2014-09-15 16:17:00

Biagio Conte: appello per salvare i 1000 poveri della sua missione


Ha deciso di tornare tra le montagne di Palermo riconsegnando alle istituzioni quelle strutture che, con l’aiuto di tanti volontari, aveva recuperato per accogliere poveri, migranti e donne che hanno subito violenze. Biagio Conte, laico palermitano, che oltre vent’anni fa ha vissuto da eremita cominciando da Monte Grifone per poi dedicarsi agli ultimi, ha voluto lanciare così il suo appello: la sua “Missione di Speranza e Carità” da sola non riesce ad affrontare le spese delle utenze e chiede aiuti per i 1000 ospiti. Ora vive in preghiera e meditazione in quello stesso Monte Grifone che gli ha ispirato il suo cammino di fede. Filippo Passantino lo ha raggiunto nella grotta in cui dimora:

R. – Il grido dei poveri sembra ancora oggi inascoltato. Mi rivolgo al nostro Papa Francesco e al nostro cardinale Paolo Romeo, e a tutto il popolo santo di Dio: vi chiedo preghiere per i poveri, per la città di Palermo, per la Sicilia, per l’Italia, l’Europa e il mondo intero. Il povero è parte di tutti noi, per questo è nostro dovere sostenerlo e aiutarlo; davanti a chi soffre non possiamo né dobbiamo chiudere il nostro cuore, anzi dobbiamo aprire le nostre mani donandogli quanto occorre alle necessità in cui si trova. Cittadini e autorità, comprendo che non sia facile aiutare i poveri, non ci lasciate soli! Ognuno deve fare la sua parte e spero al più presto. I poveri, gli immigrati e i profughi sono una preziosa risorsa, un vero contributo è un importante arricchimento per la nostra società.

D. – Perché la scelta di lasciare le strutture della missione?
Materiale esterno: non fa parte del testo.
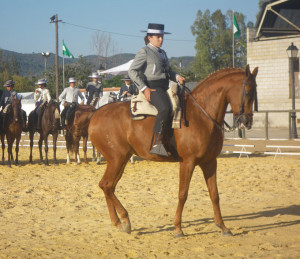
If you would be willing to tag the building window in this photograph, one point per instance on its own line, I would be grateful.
(297, 79)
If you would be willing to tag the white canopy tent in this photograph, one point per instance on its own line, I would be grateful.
(118, 70)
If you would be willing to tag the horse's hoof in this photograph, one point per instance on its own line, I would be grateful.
(179, 235)
(227, 233)
(126, 228)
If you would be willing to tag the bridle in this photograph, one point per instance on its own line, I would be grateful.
(237, 116)
(244, 92)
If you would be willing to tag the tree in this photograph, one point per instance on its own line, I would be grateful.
(260, 6)
(15, 66)
(214, 39)
(104, 46)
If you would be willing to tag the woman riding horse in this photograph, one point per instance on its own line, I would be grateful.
(198, 144)
(150, 71)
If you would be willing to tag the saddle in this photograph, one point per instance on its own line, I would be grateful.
(140, 107)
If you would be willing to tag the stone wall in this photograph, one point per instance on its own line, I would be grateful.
(273, 76)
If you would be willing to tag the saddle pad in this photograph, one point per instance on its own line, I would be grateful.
(140, 107)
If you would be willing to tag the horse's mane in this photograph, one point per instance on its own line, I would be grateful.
(217, 75)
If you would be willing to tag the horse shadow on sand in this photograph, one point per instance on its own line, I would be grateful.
(293, 210)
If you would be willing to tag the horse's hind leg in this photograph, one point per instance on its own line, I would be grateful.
(112, 175)
(210, 175)
(185, 176)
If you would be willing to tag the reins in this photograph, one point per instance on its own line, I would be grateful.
(189, 92)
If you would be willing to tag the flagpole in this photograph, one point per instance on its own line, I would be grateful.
(63, 69)
(232, 39)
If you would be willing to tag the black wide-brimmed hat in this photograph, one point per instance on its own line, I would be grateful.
(156, 28)
(126, 78)
(42, 81)
(9, 83)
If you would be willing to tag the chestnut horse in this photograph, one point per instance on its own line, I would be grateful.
(12, 129)
(116, 136)
(78, 129)
(49, 125)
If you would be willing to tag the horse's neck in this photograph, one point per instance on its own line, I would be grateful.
(213, 98)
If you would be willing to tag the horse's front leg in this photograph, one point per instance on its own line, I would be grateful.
(84, 147)
(41, 148)
(94, 153)
(46, 150)
(185, 175)
(3, 149)
(54, 147)
(112, 175)
(98, 158)
(76, 150)
(210, 175)
(9, 150)
(17, 149)
(31, 135)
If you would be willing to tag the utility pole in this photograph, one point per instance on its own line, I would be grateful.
(54, 19)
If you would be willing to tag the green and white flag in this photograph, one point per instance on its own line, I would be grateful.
(236, 29)
(66, 51)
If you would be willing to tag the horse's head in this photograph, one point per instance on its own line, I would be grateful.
(242, 105)
(16, 108)
(53, 110)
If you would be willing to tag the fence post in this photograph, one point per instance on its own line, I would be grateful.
(290, 126)
(267, 126)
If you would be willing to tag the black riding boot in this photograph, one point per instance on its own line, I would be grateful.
(24, 120)
(3, 122)
(158, 147)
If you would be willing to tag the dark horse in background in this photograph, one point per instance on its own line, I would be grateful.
(12, 129)
(49, 125)
(78, 128)
(116, 136)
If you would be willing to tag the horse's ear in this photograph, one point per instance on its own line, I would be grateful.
(254, 72)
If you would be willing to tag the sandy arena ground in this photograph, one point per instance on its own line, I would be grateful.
(60, 212)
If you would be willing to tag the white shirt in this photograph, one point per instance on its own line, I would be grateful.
(70, 95)
(42, 95)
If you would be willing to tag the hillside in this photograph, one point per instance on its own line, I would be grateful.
(33, 64)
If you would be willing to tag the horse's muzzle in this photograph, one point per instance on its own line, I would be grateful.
(245, 120)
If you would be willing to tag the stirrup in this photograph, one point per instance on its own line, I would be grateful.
(160, 150)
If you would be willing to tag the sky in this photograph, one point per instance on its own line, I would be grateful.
(25, 27)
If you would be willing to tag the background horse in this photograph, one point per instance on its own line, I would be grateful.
(78, 129)
(49, 125)
(12, 129)
(116, 136)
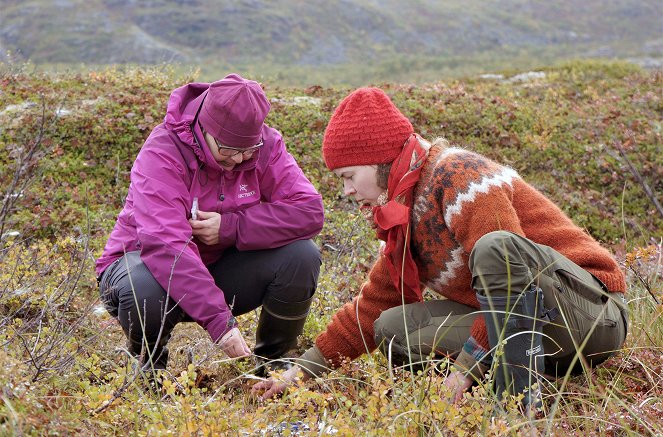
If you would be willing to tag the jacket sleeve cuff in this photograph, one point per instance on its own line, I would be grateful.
(473, 360)
(220, 326)
(228, 230)
(313, 362)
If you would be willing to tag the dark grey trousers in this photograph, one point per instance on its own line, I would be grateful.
(128, 290)
(588, 320)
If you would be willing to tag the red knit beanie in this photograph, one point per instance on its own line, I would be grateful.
(365, 129)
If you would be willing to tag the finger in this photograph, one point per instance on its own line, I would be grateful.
(273, 391)
(262, 385)
(205, 214)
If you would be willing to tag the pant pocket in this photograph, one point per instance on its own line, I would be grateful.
(583, 304)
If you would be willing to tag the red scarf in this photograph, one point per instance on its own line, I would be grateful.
(393, 218)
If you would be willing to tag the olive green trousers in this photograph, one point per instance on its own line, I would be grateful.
(587, 324)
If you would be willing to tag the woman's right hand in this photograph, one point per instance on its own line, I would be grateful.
(277, 385)
(233, 344)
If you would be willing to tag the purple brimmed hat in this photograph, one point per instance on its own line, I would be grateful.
(234, 111)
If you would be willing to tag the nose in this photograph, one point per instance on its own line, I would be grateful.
(238, 158)
(348, 188)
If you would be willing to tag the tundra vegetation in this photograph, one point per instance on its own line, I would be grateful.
(587, 134)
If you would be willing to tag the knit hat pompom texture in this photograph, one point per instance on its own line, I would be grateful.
(234, 111)
(365, 129)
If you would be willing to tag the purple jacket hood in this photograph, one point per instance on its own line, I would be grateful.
(264, 202)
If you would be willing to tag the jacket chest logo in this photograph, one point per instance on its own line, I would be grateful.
(244, 191)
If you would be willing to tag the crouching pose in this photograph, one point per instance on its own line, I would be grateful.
(527, 291)
(218, 221)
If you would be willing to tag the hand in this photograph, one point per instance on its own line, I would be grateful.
(233, 344)
(274, 386)
(458, 383)
(207, 227)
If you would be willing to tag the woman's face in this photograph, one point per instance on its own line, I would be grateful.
(361, 182)
(227, 159)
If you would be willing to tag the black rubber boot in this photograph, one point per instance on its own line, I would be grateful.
(278, 328)
(515, 325)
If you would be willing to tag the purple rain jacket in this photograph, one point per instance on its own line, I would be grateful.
(264, 202)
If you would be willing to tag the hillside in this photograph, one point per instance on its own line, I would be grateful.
(270, 36)
(578, 132)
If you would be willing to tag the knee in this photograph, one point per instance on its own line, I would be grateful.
(389, 328)
(141, 292)
(307, 254)
(303, 260)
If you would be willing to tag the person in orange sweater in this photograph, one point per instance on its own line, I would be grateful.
(527, 291)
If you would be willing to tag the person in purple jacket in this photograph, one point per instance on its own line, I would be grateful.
(217, 222)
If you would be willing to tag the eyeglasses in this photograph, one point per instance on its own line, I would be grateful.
(231, 152)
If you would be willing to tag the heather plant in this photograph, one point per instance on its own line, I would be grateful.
(68, 140)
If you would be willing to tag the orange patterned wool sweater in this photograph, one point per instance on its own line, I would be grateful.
(460, 197)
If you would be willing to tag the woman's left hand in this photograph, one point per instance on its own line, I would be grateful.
(458, 384)
(207, 227)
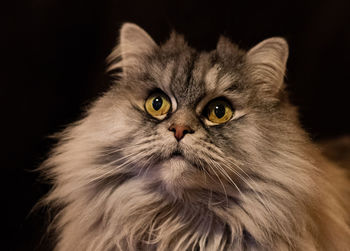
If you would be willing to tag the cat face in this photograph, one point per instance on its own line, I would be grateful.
(188, 120)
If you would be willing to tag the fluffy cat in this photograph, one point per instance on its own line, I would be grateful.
(194, 150)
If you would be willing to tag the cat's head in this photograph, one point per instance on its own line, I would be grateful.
(186, 120)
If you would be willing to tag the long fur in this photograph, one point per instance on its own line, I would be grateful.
(254, 183)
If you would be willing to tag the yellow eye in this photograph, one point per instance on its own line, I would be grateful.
(158, 105)
(219, 111)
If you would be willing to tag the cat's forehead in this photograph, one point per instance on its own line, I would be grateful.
(191, 75)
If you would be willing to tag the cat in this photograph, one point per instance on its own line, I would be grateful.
(193, 150)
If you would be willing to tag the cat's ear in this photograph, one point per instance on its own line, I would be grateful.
(267, 63)
(134, 43)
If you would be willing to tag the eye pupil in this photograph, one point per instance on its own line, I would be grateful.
(219, 110)
(157, 103)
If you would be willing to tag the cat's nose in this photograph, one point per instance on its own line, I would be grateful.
(180, 131)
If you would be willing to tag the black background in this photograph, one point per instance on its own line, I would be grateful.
(52, 66)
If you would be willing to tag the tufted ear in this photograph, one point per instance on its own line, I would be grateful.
(267, 62)
(134, 43)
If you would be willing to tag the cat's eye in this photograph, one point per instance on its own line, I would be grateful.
(158, 105)
(218, 111)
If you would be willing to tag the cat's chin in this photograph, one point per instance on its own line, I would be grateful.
(178, 174)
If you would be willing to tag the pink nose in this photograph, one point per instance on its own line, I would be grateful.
(180, 131)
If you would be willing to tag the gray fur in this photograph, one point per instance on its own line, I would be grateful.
(254, 183)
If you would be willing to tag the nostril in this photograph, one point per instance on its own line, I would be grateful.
(180, 131)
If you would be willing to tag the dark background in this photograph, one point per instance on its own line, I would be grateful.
(52, 66)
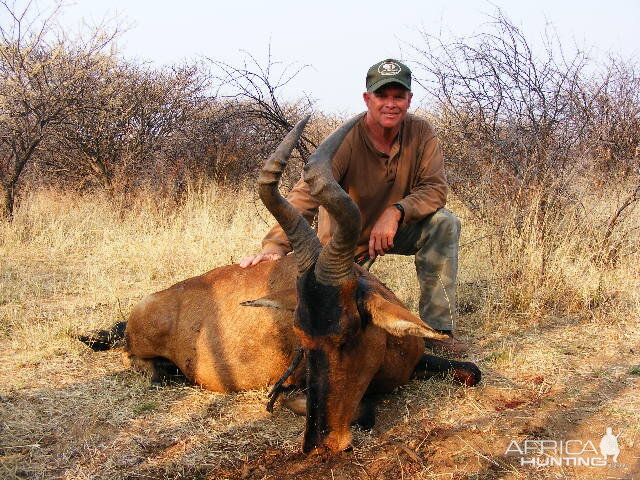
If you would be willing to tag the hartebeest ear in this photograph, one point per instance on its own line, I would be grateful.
(398, 320)
(283, 299)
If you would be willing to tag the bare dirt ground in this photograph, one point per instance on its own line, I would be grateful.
(78, 414)
(66, 412)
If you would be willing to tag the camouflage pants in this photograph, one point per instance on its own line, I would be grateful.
(434, 242)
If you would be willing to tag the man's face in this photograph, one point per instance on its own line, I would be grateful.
(388, 106)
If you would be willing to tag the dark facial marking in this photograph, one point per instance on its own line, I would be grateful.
(319, 307)
(318, 389)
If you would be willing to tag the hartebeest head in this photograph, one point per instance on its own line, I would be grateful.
(341, 321)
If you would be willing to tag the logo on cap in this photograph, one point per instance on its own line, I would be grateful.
(389, 68)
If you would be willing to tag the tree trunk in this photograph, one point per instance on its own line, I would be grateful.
(6, 200)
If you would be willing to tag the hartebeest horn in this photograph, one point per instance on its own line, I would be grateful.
(335, 263)
(303, 239)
R. – Prima, perché non dobbiamo mai attaccarci alle cose del mondo, neanche alle mura – questa è stata la forte reazione dentro di me – perché sembriamo dipendere dalle cose del mondo. Ecco, come dice il Signore: “Siate di questo mondo, ma non di questo mondo”. Allora, io non sono legato alle strutture e alle cose; ma legato alle persone, ai poveri, a quelli che soffrono, quelli che rimangono indietro. Io sento nel cuore che bisogna lanciare questo grido disperato, un grido che vuole scuotere ognuno di noi; è rivolto – sì, è vero – alle autorità, è rivolto ai cittadini, è rivolto a tutti: salire la montagna e il Signore mi dirà quello che devo fare. Io ho messo tutto nelle sue mani. Qui, il Signore mi ridà la carica, mi sento temprato, quella pace, quel silenzio, il rapporto con la natura, la simbiosi con la natura; tutto questo mi rincuora, mi ha rafforzato, ma il mio cuore è sempre con i poveri, il mio cuore è sempre con la gente, con tutti coloro che soffrono nel corpo, nella mente, nello spirito. Da quando io andai via di casa – il 5 maggio del 1990 – lasciai tutto; sento di lasciare tutto perché il Signore mi chiede di seguirlo: mi sono messo nelle sue mani, sono andato via dalle montagne, un lungo viaggio fino ad Assisi, a piedi. Mentre ero in viaggio, in questo luogo costruivano la cappella dedicata a Maria, la Madonna della Speranza, dopo un anno e tre mesi di cammino, di viaggio, di vita da eremitaggio – perché ho vissuto all’interno della Sicilia da eremita – ritorno. Avevo dedicato la mia vita al viaggio della speranza. Poi, nasce un pensiero – sotto i portici della stazione, dove ho iniziato con gli ultimi, i senzatetto – sento di chiamarla, “Missione di speranza e carità”, e dalla missione sto portando la croce.

D. – Qual è l’appello che lancia oggi alle istituzioni laiche e religiose?

R. – Con tutto il cuore, sento di dire questo: “Non abbandonate i poveri, state vicino a chi soffre!”. In questo caso, i poveri non sono solo delle missioni ma i poveri sono di tutti. Allora, ognuno deve fare la sua parte, dobbiamo aiutare loro, perché loro sono la nostra vera speranza.